Assuming the 90 days trading horizon Jiangsu Financial Leasing is expected to generate 0.94 times more return on investment than Sino Platinum. However, Jiangsu Financial Leasing is 1.07 times less risky than Sino Platinum. It trades about 0.05 of its potential returns per unit of risk. Sino Platinum Metals Co is currently generating about -0.04 per unit of risk. If you would invest  500.00  in Jiangsu Financial Leasing on October 9, 2024 and sell it today you would earn a total of  18.00  from holding Jiangsu Financial Leasing or generate 3.6% return on investment over 90 days.
Time Period3 Months [change]
DirectionMoves Together 
StrengthWeak
Accuracy98.44%
ValuesDaily Returns

Jiangsu Financial Leasing  vs.  Sino Platinum Metals Co

 Performance 
       Timeline  
Jiangsu Financial Leasing 

Risk-Adjusted Performance

3 of 100

 
Weak
 
Strong
Insignificant
Compared to the overall equity markets, risk-adjusted returns on investments in Jiangsu Financial Leasing are ranked lower than 3 (%) of all global equities and portfolios over the last 90 days. Despite somewhat strong basic indicators, Jiangsu Financial is not utilizing all of its potentials. The current stock price disturbance, may contribute to short-term losses for the investors.
Sino Platinum Metals 

Risk-Adjusted Performance

0 of 100

 
Weak
 
Strong
Very Weak
Over the last 90 days Sino Platinum Metals Co has generated negative risk-adjusted returns adding no value to investors with long positions. Despite somewhat strong basic indicators, Sino Platinum is not utilizing all of its potentials. The current stock price disturbance, may contribute to short-term losses for the investors.

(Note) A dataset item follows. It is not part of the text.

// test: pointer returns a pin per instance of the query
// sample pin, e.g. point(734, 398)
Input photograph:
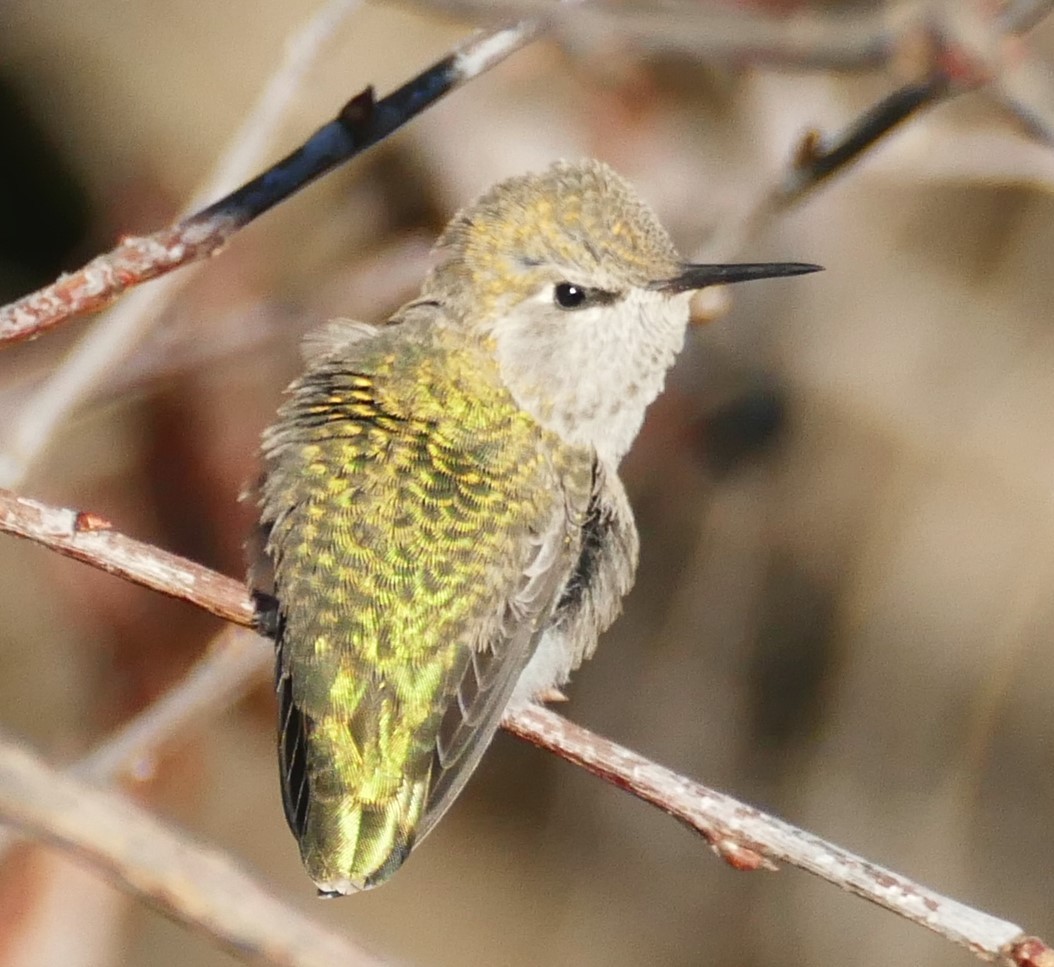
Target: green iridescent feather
point(421, 526)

Jiangsu Financial and Sino Platinum Volatility Contrast

   Predicted Return Density   
       Returns  

Pair Trading with Jiangsu Financial and Sino Platinum

The main advantage of trading using opposite Jiangsu Financial and Sino Platinum positions is that it hedges away some unsystematic risk. Because of two separate transactions, even if Jiangsu Financial position performs unexpectedly, Sino Platinum can make up some of the losses. Pair trading also minimizes risk from directional movements in the market. For example, if an entire industry or sector drops because of unexpected headlines, the short position in Sino Platinum will offset losses from the drop in Sino Platinum's long position.
The idea behind Jiangsu Financial Leasing and Sino Platinum Metals Co pairs trading is to make the combined position market-neutral, meaning the overall market's direction will not affect its win or loss (or potential downside or upside). This can be achieved by designing a pairs trade with two highly correlated stocks or equities that operate in a similar space or sector, making it possible to obtain profits through simple and relatively low-risk investment.
Check out your portfolio center.
Note that this page's information should be used as a complementary analysis to find the right mix of equity instruments to add to your existing portfolios or create a brand new portfolio. You can also try the Money Managers module to screen money managers from public funds and ETFs managed around the world.

Other Complementary Tools

Portfolio File Import
Quickly import all of your third-party portfolios from your local drive in csv format
Fundamental Analysis
View fundamental data based on most recent published financial statements
Price Transformation
Use Price Transformation models to analyze the depth of different equity instruments across global markets
Bond Analysis
Evaluate and analyze corporate bonds as a potential investment for your portfolios.
Efficient Frontier
Plot and analyze your portfolio and positions against risk-return landscape of the market.